Un ejemplo. La Barceloneta. Históricamente, los vecinos en este barrio portuario vivían de la pesca y habitaban edificios modestos; después de décadas de vigorizar y robustecer la zona, este barrio se ha convertido en uno de los principales focos turísticos de la ciudad, con viviendas de lujo y una primera línea de mar reconvertida. La cocina tradicional ha sido desplazada por marisquerías al aire libre y bares de tapas que obtienen sus materias primas de puertos ajenos. «Han secuestrado el paisaje alimenticio», asegura el informe.
El concepto de ‘gentrificación alimentaria’ se utilizó por vez primera en 2014, en un tuit de la bloguera feminista negra Mikki Kendall: «Cuando hablamos de #gentrificaciónalimentaria estamos hablando de las consecuencias que tiene el hecho de que la comida característica de comunidades pobres se ponga de moda». Es decir, la gentrificación alimentaria provoca que comida de la que se abastecen los obreros (o, si resulta demasiado obsoleto el término, léase clase media) se reoriente a colectivos aburguesados, con alto poder adquisitivo. Eso modifica los hábitos alimenticios e incide en la salud de muchos ciudadanos.
Los mercados de abastos
Uno de los capítulos del informe de Fuhem se dedica a una práctica que a nadie que viva en una gran ciudad le ha pasado inadvertida: la gourmetización de los mercados de abastos. En su mayoría, los mercados de abastos se construyeron entre la segunda mitad del siglo XIX y principios del XX, contado con la participación del Estado en su organización y regulación. Cumplían una función de espacio público, destinado a la compra de productos básicos a precios asequibles.

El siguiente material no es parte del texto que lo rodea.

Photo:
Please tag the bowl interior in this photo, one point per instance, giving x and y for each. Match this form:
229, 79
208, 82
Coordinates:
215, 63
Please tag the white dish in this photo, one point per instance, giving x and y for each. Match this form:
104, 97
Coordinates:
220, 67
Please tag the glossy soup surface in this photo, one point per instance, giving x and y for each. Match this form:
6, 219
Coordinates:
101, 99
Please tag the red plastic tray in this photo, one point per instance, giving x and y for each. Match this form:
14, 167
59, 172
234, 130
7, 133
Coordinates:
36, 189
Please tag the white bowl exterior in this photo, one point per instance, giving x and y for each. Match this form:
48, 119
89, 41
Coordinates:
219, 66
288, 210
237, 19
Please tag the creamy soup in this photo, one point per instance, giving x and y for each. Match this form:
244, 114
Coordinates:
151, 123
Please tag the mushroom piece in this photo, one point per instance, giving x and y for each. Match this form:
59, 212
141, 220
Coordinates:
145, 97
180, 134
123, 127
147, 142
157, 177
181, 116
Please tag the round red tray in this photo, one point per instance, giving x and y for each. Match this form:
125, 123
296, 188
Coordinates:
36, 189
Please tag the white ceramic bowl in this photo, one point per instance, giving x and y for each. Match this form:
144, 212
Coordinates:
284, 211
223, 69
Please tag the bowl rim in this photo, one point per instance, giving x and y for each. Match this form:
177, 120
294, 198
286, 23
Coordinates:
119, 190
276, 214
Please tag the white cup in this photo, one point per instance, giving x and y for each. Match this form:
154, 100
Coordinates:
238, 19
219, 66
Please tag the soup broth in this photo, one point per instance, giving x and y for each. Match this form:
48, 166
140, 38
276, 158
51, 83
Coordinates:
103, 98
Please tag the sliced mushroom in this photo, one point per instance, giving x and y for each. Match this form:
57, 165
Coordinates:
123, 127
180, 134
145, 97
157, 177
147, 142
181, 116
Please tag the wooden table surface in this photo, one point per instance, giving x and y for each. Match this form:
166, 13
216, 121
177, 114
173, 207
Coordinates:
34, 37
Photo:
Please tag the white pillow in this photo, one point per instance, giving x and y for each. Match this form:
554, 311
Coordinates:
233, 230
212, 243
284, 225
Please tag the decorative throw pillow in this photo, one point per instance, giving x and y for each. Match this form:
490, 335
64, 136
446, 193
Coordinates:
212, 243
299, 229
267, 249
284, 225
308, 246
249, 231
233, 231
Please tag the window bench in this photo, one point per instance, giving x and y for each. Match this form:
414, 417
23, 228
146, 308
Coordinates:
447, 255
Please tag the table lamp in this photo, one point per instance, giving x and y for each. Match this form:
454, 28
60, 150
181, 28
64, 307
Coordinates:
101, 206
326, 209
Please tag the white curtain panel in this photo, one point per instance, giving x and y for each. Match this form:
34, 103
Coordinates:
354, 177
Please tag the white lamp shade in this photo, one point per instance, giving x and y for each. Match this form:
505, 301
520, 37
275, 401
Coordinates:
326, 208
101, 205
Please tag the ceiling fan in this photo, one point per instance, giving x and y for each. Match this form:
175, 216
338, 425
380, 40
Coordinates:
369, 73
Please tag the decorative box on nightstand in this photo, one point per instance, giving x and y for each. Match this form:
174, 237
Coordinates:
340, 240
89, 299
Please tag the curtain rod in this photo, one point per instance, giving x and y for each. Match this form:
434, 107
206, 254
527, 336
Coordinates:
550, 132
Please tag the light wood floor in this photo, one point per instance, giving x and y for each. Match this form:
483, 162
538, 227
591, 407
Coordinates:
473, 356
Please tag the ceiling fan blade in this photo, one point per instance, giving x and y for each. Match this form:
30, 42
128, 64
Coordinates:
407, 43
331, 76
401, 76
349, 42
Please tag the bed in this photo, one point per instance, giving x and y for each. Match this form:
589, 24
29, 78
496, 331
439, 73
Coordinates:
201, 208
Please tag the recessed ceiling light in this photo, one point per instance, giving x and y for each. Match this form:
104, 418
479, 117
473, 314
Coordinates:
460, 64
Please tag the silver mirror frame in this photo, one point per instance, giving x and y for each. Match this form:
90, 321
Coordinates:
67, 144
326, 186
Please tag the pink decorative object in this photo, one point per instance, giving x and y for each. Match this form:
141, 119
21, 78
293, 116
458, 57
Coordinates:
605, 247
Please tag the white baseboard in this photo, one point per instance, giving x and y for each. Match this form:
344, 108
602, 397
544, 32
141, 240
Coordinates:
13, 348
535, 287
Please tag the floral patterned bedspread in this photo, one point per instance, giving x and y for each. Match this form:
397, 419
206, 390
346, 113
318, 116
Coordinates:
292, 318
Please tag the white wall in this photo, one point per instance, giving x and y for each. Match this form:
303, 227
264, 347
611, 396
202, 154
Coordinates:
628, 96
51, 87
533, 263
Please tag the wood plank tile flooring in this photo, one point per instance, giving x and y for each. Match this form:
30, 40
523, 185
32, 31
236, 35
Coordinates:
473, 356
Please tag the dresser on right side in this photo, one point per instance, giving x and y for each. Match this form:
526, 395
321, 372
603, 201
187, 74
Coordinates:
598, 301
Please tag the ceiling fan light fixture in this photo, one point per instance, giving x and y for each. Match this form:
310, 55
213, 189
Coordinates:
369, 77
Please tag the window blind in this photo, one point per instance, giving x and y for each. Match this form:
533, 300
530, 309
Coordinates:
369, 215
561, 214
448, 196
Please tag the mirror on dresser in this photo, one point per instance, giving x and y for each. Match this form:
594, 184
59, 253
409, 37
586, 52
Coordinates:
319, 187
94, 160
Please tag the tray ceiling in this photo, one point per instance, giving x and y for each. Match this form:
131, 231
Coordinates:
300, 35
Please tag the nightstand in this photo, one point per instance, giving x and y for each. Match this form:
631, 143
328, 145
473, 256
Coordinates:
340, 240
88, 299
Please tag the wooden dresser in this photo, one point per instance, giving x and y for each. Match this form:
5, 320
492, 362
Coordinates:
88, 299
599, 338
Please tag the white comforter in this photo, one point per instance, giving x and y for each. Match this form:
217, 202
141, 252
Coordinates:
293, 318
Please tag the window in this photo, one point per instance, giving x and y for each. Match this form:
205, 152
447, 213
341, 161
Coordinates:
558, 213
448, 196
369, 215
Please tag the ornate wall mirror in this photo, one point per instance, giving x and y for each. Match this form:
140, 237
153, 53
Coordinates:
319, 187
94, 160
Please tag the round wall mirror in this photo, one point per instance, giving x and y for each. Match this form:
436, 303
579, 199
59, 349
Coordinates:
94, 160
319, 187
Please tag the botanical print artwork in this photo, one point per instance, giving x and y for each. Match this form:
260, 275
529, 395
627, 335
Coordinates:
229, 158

A partir de los años setenta, los mercados de abastos entran en un declive que les confiere una actividad fantasmagórica: edificios anticuados, galerías vacías, puestos cerrados, cierres maltrechos… Piensen en el madrileño Mercado San Miguel, forjado en hierro y abierto en 1916. En pleno centro de la capital. Hoy las guías turísticas lo califican de «meca de los sibaritas». Abre hasta las dos de la mañana, y cualquier parecido con lo que debe de ser un mercado es casi casualidad. Lo que abundan son los puestos de degustación y de comida preparada. El género fresco se vende a precios astronómicos. Lo mismo sucede con el Mercado de San Antón y tantos otros distribuidos por toda la geografía.